His name was Bill. He had wild hair, wore a T-shirt with holes in it, jeans and no shoes. This was literally his wardrobe for his entire four years of college. He was brilliant, kind of esteric and very eccentric. He became a Christian while attending college.
Across the street from the campus was a very conservative church full of well-dressed parishioners. They wanted to develop a ministry to the students but weren't sure how to go about it.
One day, Bill decided to attend the church. He walked in wearing jeans, T-shirt and no shoes. The service had already started. Bill started down the aisle looking for a seat. The church was completely packed and couldn't find a seat. By now people were looking a bit uncomfortable, but no one said anything. Bill moved closer and closer to the pulpit until he reached the front. He looked around. No seats, so he squatted down on the floor. Although perfectly acceptable behavior at a college fellowship, this had never happened in this church before.
By now the people were really uptight and tension filled the air. About this time the minister realized that a deacon, a stately, dignified, silver haired man in his 80's, was slowly, with the help of his cane, making his way down the aisle.

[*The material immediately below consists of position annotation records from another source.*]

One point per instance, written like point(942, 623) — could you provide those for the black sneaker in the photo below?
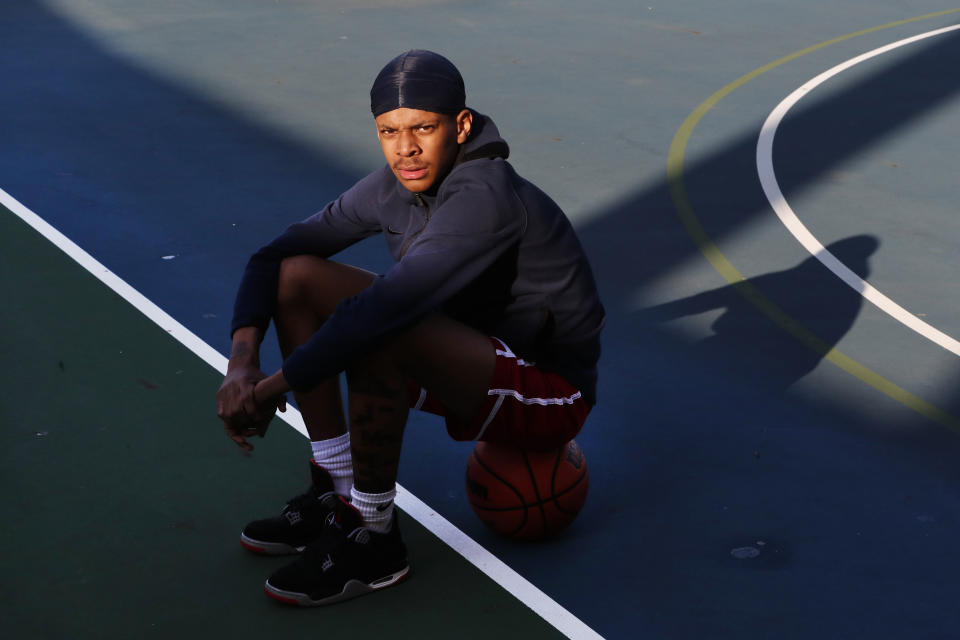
point(347, 561)
point(300, 522)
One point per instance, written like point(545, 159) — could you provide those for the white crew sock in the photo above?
point(334, 456)
point(376, 508)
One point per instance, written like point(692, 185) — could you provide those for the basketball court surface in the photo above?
point(768, 196)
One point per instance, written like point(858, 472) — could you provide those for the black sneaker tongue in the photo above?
point(346, 517)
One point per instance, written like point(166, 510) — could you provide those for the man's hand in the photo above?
point(246, 413)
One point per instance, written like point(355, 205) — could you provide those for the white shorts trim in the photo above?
point(541, 401)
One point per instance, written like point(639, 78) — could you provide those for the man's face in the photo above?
point(421, 146)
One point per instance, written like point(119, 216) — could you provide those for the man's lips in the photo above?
point(414, 173)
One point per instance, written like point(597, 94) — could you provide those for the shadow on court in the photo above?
point(134, 168)
point(748, 345)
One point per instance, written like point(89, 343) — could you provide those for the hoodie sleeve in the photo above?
point(478, 217)
point(348, 219)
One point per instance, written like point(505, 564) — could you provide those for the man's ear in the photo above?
point(464, 123)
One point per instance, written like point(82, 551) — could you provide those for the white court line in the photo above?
point(478, 556)
point(772, 190)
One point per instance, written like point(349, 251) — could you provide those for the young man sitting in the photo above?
point(490, 317)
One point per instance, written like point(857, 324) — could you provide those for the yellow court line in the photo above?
point(692, 224)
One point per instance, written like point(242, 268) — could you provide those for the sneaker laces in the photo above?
point(308, 500)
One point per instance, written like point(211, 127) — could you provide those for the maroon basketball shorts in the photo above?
point(525, 406)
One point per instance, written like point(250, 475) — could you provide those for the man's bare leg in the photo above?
point(450, 359)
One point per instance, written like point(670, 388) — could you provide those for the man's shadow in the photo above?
point(749, 345)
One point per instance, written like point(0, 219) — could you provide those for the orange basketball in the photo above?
point(527, 495)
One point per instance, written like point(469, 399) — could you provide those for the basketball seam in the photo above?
point(529, 505)
point(536, 491)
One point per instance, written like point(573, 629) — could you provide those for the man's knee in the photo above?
point(318, 284)
point(297, 274)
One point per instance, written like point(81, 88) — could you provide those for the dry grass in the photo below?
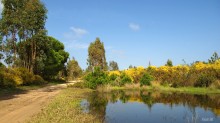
point(65, 108)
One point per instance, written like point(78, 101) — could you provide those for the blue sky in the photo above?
point(135, 32)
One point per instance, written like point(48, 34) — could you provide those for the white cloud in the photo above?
point(79, 32)
point(75, 33)
point(134, 27)
point(73, 38)
point(81, 46)
point(1, 6)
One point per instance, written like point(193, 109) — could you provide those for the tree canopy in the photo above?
point(113, 65)
point(96, 55)
point(73, 70)
point(169, 63)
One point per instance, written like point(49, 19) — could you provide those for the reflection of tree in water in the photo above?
point(98, 100)
point(147, 99)
point(97, 104)
point(123, 97)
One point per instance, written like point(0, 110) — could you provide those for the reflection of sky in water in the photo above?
point(136, 112)
point(85, 106)
point(148, 107)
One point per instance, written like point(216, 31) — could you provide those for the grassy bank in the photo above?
point(23, 89)
point(65, 108)
point(160, 88)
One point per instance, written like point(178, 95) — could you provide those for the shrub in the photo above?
point(146, 79)
point(204, 80)
point(26, 76)
point(9, 78)
point(113, 77)
point(38, 80)
point(98, 77)
point(124, 79)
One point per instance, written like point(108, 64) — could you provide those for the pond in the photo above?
point(153, 107)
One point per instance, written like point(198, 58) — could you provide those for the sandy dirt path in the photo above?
point(21, 107)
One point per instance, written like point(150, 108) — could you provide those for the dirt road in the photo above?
point(21, 107)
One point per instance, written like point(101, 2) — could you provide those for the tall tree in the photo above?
point(22, 20)
point(56, 57)
point(113, 65)
point(73, 70)
point(169, 63)
point(96, 55)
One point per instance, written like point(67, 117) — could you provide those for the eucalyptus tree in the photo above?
point(96, 55)
point(22, 21)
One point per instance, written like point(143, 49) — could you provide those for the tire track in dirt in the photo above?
point(22, 107)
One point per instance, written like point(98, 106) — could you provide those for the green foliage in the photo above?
point(214, 58)
point(22, 20)
point(113, 77)
point(146, 79)
point(124, 79)
point(56, 58)
point(169, 63)
point(38, 80)
point(10, 78)
point(1, 65)
point(73, 70)
point(204, 80)
point(98, 77)
point(113, 65)
point(96, 55)
point(20, 76)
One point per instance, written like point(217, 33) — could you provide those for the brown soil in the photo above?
point(21, 107)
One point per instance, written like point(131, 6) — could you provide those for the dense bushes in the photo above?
point(198, 75)
point(146, 79)
point(10, 77)
point(98, 77)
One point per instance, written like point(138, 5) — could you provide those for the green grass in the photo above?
point(192, 90)
point(23, 89)
point(65, 108)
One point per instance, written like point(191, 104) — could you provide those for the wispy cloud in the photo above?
point(75, 33)
point(134, 27)
point(1, 6)
point(73, 38)
point(79, 32)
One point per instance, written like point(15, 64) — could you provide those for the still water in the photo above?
point(153, 107)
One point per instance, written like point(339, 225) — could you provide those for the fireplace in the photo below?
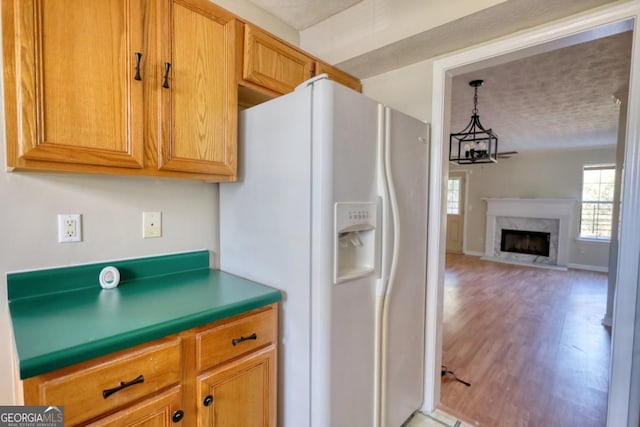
point(525, 242)
point(553, 217)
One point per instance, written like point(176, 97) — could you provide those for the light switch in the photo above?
point(151, 224)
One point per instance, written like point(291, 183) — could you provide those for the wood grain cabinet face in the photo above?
point(73, 99)
point(271, 63)
point(80, 389)
point(156, 411)
point(200, 105)
point(240, 393)
point(87, 87)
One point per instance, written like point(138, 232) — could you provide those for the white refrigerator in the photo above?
point(331, 208)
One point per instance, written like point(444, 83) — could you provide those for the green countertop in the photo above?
point(57, 329)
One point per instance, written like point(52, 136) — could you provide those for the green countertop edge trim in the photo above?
point(44, 282)
point(61, 359)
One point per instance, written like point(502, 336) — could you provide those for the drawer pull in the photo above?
point(123, 385)
point(208, 400)
point(165, 81)
point(237, 341)
point(177, 416)
point(138, 58)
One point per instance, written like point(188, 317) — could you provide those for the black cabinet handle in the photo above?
point(165, 81)
point(208, 400)
point(237, 341)
point(177, 416)
point(138, 58)
point(123, 385)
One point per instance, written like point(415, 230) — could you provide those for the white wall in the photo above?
point(112, 214)
point(372, 24)
point(550, 174)
point(112, 227)
point(406, 89)
point(255, 15)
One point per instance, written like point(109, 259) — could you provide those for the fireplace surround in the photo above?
point(530, 216)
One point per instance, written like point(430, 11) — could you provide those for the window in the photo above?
point(597, 202)
point(453, 196)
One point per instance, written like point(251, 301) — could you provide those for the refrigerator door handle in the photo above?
point(383, 192)
point(393, 202)
point(384, 320)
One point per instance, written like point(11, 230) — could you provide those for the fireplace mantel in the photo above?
point(533, 209)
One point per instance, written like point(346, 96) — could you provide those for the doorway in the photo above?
point(623, 408)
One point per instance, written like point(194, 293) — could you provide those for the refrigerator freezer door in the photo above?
point(403, 340)
point(343, 171)
point(265, 231)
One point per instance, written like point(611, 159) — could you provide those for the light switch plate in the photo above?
point(151, 224)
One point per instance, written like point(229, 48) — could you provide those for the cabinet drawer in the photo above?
point(96, 387)
point(239, 336)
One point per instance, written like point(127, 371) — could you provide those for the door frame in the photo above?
point(623, 402)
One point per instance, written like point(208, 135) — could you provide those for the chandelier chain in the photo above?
point(475, 102)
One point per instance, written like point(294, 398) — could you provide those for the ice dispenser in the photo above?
point(355, 228)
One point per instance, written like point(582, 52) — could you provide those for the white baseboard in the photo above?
point(473, 253)
point(526, 264)
point(589, 267)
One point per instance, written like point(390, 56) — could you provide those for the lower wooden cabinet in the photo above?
point(220, 374)
point(161, 410)
point(238, 394)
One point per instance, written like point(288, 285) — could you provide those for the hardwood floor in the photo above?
point(530, 342)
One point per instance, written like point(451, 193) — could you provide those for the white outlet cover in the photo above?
point(151, 224)
point(69, 228)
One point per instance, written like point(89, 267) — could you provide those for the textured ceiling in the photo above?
point(559, 99)
point(301, 14)
point(493, 22)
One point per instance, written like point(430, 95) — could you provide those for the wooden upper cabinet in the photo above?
point(199, 99)
point(338, 76)
point(271, 63)
point(70, 88)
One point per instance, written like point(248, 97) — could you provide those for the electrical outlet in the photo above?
point(69, 228)
point(151, 224)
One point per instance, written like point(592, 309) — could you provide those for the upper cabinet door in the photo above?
point(272, 64)
point(70, 86)
point(198, 90)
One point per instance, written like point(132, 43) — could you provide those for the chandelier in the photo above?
point(474, 144)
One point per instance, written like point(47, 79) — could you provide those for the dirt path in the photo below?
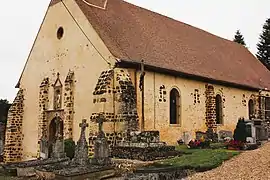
point(249, 165)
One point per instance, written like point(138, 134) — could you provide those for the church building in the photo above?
point(143, 71)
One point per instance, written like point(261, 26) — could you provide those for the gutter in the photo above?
point(136, 65)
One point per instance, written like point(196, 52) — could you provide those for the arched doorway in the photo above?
point(251, 109)
point(55, 132)
point(174, 106)
point(219, 109)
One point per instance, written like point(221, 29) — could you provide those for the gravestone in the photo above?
point(81, 150)
point(222, 134)
point(101, 151)
point(200, 134)
point(58, 146)
point(44, 148)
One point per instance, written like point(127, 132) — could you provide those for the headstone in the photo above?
point(81, 150)
point(222, 134)
point(58, 146)
point(187, 137)
point(200, 134)
point(101, 151)
point(44, 148)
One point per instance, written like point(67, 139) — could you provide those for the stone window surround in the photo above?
point(179, 120)
point(222, 110)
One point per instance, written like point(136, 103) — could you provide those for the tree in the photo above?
point(263, 46)
point(239, 38)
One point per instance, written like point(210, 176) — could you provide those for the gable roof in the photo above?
point(132, 33)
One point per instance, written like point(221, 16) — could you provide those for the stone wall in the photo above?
point(69, 105)
point(13, 141)
point(43, 106)
point(210, 105)
point(115, 97)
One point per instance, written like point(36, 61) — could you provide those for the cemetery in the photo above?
point(142, 156)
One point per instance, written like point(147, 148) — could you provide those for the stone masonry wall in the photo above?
point(43, 106)
point(69, 105)
point(13, 141)
point(115, 97)
point(210, 107)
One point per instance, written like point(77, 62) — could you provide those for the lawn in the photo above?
point(199, 159)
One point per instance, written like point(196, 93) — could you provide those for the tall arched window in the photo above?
point(251, 109)
point(174, 106)
point(219, 110)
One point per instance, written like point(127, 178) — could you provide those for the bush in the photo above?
point(236, 145)
point(70, 148)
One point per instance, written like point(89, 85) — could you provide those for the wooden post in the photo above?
point(142, 92)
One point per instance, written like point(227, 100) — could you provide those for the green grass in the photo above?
point(199, 159)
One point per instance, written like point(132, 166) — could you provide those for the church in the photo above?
point(143, 71)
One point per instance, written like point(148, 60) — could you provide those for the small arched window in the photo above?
point(251, 109)
point(174, 106)
point(219, 110)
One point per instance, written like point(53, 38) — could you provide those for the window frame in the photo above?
point(221, 114)
point(178, 107)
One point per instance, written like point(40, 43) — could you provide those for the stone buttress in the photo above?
point(115, 97)
point(69, 105)
point(13, 141)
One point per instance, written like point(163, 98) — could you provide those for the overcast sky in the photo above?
point(21, 19)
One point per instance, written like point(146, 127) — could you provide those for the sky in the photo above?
point(20, 21)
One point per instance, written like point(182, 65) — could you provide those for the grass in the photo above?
point(199, 159)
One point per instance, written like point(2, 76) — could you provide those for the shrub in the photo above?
point(70, 148)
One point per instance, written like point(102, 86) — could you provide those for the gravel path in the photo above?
point(249, 165)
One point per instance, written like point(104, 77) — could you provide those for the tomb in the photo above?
point(144, 146)
point(61, 167)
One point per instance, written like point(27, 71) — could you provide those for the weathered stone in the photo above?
point(44, 148)
point(101, 150)
point(81, 151)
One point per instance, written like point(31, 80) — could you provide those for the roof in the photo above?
point(133, 33)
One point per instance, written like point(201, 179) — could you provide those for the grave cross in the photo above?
point(57, 126)
point(100, 120)
point(83, 126)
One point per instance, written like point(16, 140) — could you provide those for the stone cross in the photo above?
point(57, 124)
point(83, 126)
point(100, 120)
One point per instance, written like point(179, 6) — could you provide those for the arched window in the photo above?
point(174, 106)
point(219, 110)
point(251, 109)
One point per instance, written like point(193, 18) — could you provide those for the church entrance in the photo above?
point(55, 132)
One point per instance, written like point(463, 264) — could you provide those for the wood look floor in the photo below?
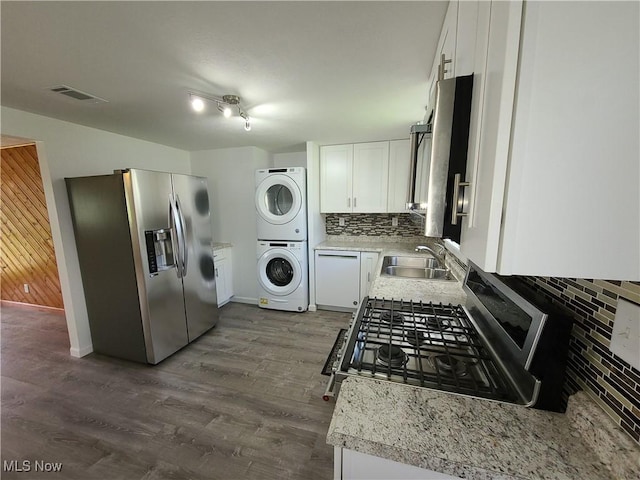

You could almost hear the people in the church saying, "You can't blame him for what he is about to do. How can you expect a man of his age and background to understand some college kid on the floor?"
The church was as silent as the proverbial church mouse except for the clicing of the man's can. all eyes were focused on him. Even the minister had paused from his sermon. Finally, the deacon reached Bill. He dropped his cane.
"Could you help me down, son?" he asked.
Bill reached out for the deacon and helped ease down to the floor.
"Thanks, son." The deacon nodded at the minister.
The minister smiled and looked at the audience.
"You will not remember my sermon today, I'm sure bt you will never forget what you have just seen. Be careful how you live. You may be the only Bible some people will ever read.